Taking coaching back to its sporting roots

Executive coaching and leadership development owes a lot to the world of elite sport. John Whitmore, one of the recognised pioneers of coaching in business began his career as a professional racing driver and developed his models as a result of this history. Dave Brailsford, principal of Team Sky and former head of elite cycling for Team GB is an oft-quoted pioneer of improvement techniques that can readily be translated into the business environment. Adrian Moorhouse, the gold-medal-winning Olympic swimmer now specialises in business performance. In fact the roll call of elite sportspeople on the leadership and organisational development circuit is lengthy to the point of saturation!

So it was interesting to discover that high on the agenda of a recent football League Managers Association (LMA) meeting was executive coaching and it’s place in improving team performance. Have we come full circle?

Elite sport is well-served in providing it’s athletes with comprehensive coaching for all aspects of their lives, but it’s all too easy for a coaching ethos to metamorphose into something more akin to line management or mentoring. As managers we too readily give people the ‘benefit of our experience’, but this limits the support we can provide to what we have achieved, in our context, with our own unique set of experience and expertise.

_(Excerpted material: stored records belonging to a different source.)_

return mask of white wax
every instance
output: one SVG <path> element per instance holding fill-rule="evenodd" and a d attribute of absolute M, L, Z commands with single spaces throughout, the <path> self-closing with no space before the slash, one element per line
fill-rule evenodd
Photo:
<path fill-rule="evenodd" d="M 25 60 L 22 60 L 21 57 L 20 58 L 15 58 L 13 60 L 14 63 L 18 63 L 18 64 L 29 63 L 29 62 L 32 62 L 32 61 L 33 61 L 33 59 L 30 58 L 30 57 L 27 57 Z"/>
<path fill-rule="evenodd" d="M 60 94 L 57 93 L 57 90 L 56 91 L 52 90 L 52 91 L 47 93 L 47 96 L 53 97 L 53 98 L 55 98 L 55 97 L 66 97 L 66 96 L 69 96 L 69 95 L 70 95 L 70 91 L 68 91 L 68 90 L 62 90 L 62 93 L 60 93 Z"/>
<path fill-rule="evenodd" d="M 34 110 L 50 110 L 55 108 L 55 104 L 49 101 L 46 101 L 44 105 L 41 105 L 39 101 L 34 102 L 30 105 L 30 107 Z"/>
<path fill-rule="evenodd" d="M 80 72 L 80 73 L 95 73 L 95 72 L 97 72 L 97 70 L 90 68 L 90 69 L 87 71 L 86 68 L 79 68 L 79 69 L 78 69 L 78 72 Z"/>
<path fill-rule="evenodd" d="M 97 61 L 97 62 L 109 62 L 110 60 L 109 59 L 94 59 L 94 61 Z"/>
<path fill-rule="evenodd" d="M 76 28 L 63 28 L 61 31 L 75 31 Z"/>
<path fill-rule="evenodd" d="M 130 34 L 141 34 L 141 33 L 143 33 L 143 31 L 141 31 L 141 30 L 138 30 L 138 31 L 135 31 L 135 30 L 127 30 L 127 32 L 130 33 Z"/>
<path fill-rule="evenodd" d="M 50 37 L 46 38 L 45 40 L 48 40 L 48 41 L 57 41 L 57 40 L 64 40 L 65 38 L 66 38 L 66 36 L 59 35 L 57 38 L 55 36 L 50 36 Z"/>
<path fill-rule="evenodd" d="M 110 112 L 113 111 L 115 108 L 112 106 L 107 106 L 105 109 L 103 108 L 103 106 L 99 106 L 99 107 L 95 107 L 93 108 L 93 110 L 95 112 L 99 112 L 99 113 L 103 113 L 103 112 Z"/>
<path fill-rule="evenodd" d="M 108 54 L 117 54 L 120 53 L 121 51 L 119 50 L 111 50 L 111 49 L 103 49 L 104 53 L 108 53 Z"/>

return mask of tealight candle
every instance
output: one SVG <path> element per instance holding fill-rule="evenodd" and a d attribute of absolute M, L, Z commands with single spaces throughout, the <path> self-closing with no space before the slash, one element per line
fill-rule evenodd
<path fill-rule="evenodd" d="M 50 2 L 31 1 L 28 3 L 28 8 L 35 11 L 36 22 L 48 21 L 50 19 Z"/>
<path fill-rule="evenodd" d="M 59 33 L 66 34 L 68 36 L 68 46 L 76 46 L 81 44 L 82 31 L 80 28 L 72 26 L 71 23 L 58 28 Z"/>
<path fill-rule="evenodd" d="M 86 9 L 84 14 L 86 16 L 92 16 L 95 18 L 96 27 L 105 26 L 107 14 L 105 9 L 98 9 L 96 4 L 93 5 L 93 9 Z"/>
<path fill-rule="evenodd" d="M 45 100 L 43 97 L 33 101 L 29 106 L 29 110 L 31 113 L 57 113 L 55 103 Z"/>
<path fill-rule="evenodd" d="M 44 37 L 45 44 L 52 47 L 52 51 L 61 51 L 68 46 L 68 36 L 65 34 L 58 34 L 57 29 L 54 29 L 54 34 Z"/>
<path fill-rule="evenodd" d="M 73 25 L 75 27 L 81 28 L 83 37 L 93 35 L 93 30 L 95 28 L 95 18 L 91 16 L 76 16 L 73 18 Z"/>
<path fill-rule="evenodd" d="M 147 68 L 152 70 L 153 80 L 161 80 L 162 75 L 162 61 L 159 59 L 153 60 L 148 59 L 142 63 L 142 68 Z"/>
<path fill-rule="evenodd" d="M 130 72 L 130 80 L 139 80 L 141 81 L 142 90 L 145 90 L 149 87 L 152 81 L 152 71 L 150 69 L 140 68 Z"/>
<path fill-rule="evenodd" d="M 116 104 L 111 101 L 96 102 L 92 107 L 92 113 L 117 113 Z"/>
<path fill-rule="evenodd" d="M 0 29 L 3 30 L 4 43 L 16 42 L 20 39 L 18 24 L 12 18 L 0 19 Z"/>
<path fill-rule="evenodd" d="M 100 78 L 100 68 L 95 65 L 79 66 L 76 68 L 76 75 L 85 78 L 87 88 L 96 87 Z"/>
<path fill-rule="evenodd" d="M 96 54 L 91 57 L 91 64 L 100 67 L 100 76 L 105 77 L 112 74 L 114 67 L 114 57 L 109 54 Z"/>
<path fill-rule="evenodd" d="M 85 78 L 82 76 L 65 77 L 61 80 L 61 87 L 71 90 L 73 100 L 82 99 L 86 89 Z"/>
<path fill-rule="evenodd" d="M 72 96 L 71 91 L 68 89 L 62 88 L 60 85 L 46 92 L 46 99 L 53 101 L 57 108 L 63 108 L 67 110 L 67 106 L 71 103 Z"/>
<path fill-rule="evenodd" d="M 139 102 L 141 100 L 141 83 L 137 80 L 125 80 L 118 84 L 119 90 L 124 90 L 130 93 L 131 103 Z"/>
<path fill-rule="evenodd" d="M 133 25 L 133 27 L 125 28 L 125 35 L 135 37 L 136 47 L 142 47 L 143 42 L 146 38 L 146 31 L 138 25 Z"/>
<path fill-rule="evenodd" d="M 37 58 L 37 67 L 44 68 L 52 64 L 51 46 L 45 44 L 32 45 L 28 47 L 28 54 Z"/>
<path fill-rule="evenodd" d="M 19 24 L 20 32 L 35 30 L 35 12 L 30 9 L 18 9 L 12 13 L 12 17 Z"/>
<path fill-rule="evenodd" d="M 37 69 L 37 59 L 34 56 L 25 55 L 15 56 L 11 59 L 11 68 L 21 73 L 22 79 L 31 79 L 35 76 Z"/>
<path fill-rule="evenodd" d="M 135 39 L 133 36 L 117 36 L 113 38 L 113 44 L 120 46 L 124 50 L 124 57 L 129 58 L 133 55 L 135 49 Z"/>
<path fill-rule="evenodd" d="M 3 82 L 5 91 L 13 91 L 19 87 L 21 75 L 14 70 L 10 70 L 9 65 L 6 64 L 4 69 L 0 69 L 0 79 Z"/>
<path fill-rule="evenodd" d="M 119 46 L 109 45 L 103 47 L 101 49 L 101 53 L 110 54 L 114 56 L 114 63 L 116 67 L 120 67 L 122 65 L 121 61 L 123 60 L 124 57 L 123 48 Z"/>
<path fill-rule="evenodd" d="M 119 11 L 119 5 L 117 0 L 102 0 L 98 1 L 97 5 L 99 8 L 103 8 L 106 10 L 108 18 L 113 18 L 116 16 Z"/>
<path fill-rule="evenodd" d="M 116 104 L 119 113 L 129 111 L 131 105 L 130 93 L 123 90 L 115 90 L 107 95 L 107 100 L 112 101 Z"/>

Whitmore describes in ‘Coaching for Performance’ a conversation with Mike Sprecklen, coach to rowers Andy Holmes and Steve Redgrave, who said “I was stuck, I had taught them all I knew technically”.
So where does the executive coaching approach help? As Mike Sprecklen continued “but this opens up the possibility of going further, for they can feel things that I can’t even see”. As Whitmore describes, he had discovered a new way forward, working from THEIR experience and perceptions rather than from his own.

It seems to me the the LMA have recognised that truly independent executive coaches can help maintain a focus that is difficult to achieve amongst the short-term pressures of sporting success. In the world of business, the challenges are similar – no matter how sound our coaching ethic within an organisation, short-term pressures often lead us down a road of tutoring and mentoring that will inevitably limit performance.

If the world of sport, that gave us the models and approaches in the first place understand this need, it should certainly give businesses serious food for thought.